I feel empty, broken into pieces, a stupid shell with nothing inside. I thought, in these years, to have something inside of me, positive or negative. Instead I find that I have not learned anything much new, not improved at all, had not ever attempted.
And there's always remind me of him and he with his myriad activities, passions, knowledge, research and experiments. We separated eight years, it is true, but this does not mean that whatever I do he will always be more than me, and although it sounds, feels a certain satisfaction in that.
Then, after a year of knowledge, regardless of all his skill, passion and intelligence, yet comes to understand the simplest things. This hurt me terribly. I feel stupid to get angry when everyone tells me to let go, but I can not help it, I can not help but sense a vice rip my stomach that any attempt to ignore those that appear only trifles.
Why are these little things are important to me, more than many other things. I'd like him to read something of mine and I would like when he goes without me snowboarding with friends and I'm at home in my ass to remember to send me a message just to say that all is well and I like it when I find with my mother dared to take the first step to invite me to his room and I'd like that when me back home and I'm sad, after asking me if everything was all right, instead of ignoring my shrug returning send me a message.
His answer, after all, is always the same "I never thought of."
And today I have replied: "You never think."
He is a kind, courteous and helpful. Full of interest and capable of involving in all it does. But as long as he is the protagonist, that's fine as long as he is playing and I make a spectator, until he has to do historical re-enactment and I watched him. In the game takes its monopoly, and when I have to stay in it a bit 'I feel even more guilty. I advice on where to go, when it's up to me he talks to me like I'm an idiot who has never contested the mouse and virtual soldiers shot in his life.
Whatever I do, however, is this: If I drive, he tells me the exact same things that he hates being told by his mother, "Go plan, the traffic light is green / red ... "the usual platitudes from those who believe that is driving him is far less practical.
I'm tired of accumulating sense of inferiority against him, tired of having to come to the liver for rotten groped to live up to all the others who are snowboarding and stop to feel myself as the last wheel of the wagon.
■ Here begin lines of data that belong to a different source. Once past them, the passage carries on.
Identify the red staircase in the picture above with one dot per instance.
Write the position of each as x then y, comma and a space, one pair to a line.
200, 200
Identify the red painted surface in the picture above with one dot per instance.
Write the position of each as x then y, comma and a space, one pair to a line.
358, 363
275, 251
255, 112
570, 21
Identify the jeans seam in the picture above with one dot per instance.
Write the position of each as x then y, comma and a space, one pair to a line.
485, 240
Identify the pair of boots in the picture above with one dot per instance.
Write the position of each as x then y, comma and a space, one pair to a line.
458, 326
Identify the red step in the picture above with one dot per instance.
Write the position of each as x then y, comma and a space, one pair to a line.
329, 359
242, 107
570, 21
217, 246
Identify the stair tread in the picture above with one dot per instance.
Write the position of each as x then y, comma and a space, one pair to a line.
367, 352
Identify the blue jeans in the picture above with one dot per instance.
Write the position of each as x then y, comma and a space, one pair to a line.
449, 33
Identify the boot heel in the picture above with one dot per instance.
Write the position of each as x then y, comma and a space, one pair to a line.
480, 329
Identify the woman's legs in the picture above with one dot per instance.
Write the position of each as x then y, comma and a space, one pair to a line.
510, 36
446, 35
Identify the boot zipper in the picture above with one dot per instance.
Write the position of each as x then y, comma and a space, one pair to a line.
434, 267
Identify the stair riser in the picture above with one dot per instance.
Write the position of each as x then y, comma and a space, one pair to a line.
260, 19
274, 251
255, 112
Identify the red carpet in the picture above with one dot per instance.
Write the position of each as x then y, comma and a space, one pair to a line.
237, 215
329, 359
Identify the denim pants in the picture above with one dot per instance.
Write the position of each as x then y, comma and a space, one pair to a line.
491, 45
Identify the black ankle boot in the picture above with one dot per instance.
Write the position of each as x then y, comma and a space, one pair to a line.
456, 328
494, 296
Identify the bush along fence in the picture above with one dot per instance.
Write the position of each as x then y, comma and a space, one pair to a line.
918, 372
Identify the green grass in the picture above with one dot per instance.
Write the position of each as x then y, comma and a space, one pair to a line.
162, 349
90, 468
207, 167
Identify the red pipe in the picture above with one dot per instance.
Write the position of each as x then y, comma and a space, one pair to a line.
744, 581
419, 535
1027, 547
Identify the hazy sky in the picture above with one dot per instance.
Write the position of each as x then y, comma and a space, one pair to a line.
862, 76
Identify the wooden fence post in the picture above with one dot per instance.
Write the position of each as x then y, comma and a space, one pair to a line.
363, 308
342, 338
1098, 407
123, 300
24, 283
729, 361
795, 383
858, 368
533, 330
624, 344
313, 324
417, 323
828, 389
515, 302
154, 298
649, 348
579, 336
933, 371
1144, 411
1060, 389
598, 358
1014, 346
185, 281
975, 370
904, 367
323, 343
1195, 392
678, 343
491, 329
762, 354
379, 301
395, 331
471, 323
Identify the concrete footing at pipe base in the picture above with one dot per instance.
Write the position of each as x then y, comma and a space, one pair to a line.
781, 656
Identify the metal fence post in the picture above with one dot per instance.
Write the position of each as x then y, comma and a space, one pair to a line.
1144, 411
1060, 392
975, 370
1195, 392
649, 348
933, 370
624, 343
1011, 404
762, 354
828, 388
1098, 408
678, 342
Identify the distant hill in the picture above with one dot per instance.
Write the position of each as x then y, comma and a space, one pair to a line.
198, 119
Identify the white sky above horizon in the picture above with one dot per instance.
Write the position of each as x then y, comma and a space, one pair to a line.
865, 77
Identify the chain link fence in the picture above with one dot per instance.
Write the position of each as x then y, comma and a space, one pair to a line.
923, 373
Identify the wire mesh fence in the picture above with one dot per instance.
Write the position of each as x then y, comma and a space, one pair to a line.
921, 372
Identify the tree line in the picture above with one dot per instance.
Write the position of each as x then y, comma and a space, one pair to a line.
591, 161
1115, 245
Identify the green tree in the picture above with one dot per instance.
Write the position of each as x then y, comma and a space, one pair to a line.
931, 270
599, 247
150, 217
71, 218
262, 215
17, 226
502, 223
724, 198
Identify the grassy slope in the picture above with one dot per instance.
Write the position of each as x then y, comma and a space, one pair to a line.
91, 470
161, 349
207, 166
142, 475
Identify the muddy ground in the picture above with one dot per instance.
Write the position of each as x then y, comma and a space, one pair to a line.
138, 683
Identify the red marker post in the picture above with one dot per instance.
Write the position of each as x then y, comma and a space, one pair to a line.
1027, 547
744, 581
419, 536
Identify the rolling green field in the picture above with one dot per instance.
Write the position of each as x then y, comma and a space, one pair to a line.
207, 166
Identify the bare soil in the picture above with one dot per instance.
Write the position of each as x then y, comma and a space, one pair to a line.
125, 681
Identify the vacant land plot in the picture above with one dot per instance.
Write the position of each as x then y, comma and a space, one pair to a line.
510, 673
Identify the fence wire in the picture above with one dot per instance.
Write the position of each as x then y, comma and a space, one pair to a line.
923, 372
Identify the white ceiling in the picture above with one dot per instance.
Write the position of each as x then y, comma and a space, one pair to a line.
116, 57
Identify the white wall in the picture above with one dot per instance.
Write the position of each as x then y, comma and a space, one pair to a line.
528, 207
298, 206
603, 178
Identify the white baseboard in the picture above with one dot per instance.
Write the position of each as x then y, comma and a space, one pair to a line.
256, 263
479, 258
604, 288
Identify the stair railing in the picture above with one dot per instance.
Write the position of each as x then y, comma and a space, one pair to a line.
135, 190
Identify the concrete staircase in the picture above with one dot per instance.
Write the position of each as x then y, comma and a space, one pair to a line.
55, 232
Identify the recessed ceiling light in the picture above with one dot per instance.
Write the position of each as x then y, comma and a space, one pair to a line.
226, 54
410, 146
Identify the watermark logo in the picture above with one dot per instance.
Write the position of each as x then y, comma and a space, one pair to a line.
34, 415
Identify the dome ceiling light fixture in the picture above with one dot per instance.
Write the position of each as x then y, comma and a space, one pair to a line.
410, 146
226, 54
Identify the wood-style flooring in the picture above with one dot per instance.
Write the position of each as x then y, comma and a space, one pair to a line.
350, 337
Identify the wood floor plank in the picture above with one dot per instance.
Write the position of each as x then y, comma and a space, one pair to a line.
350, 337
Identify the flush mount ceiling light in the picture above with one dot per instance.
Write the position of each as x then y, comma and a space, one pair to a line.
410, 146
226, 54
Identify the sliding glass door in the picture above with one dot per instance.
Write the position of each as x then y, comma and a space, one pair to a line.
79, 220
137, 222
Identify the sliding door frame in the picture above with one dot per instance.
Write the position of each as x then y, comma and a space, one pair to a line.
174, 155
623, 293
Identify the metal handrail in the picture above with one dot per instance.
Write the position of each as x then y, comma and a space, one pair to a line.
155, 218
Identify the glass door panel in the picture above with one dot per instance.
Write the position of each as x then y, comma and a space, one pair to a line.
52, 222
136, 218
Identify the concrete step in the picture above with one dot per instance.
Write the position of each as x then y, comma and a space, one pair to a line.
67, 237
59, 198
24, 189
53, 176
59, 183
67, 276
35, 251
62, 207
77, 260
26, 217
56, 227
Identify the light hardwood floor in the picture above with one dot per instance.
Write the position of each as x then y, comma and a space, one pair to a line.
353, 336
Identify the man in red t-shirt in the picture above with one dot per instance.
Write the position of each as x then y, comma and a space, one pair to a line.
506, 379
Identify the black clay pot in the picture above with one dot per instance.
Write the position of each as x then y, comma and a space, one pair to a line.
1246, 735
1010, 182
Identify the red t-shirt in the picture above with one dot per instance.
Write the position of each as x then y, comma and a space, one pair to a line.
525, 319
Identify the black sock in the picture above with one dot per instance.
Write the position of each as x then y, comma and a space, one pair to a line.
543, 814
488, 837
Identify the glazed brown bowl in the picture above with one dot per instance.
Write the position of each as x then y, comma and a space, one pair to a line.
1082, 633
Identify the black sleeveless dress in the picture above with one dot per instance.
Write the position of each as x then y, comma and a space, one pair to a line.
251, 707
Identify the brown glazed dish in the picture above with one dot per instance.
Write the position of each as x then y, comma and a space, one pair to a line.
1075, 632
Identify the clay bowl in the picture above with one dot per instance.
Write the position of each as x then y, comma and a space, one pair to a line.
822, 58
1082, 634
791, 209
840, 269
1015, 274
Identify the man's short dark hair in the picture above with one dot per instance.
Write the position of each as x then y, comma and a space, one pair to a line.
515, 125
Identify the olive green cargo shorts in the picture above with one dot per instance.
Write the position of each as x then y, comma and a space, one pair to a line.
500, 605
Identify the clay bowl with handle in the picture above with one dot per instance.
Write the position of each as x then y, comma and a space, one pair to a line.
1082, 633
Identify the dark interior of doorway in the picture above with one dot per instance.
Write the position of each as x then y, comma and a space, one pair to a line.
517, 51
I would not feel like a ball and chain as the other super slopes down from the grinding years of experience with the board, but I just can not do otherwise. Why is it so.
might finally be able to go back to writing as I did before. Back I chat with friends, reading fanfictions dell'hu chan, Pri, Ile and many other people with whom I do not feel too long. All those activities that, in his eyes, albeit unknowingly not seem to ever come close to what he does and knows. Writing is what I do best, fuck, why am I no longer spend the morning as I had spent so many years ago?
nostalgia and I feel like crying. I feel that I love and, yes, hate the same time. Why do not you think, because he can afford to buy clothes for its evocation of spending hundreds of pounds, because can ask his parents to buy the i-pad because it can go skydiving and I will have to wait for the collection from him. Despite everything, I will never understand and I will continue to have tears in their eyes.